Présentation de l’auteur :
C’est l’effervescence dans le monde entier : un concours est organisé afin d’élire la plus belle des sorcières. Pas question pour Germaine Chaudeveine de participer à une telle idiotie ! Mais le grand jour arrive…

Mon avis :

Le moins que je puisse dire est que ce livre est trop court. L’idée était pourtant originale que ce concours afin d’élire la plus belle des sorcières. Seulement, il aurait été amusant d’en savoir plus sur chacune des concurrentes, et sur les raisons qui ont fait qu’elles ont changé d’avis, après avoir refusé de se présenter à ce concours.
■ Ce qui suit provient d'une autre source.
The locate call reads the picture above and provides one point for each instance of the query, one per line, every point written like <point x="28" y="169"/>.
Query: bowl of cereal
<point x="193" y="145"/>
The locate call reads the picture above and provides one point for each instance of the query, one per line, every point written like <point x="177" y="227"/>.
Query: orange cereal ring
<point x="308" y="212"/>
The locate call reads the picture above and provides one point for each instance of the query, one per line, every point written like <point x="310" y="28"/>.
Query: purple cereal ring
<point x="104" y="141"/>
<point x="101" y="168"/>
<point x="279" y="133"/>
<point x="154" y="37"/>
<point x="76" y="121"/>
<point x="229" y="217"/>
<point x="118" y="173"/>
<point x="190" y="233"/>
Les sorcières viennent du monde entier, elles sont chacune leur particularité, leur tour de magie préférée, leur compétence extraordinaire, pourtant aucune ne retient l’attention, si ce n’est Germaine, héroïne de la série, laide à faire peur, ce qui est le but d’une sorcière. J’aurai aimé aussi savoir qui a organisé ce concours et pour quelles raisons, même si la transformation en citrouille ne manque pas de piquant. De même, le choix de la gagnante m’a semblé pour le moins étonnant. Bref, ce livre est sans doute intéressant pour un jeune lecteur, mais il faut que celui-ci apprécie les fins ouvertes.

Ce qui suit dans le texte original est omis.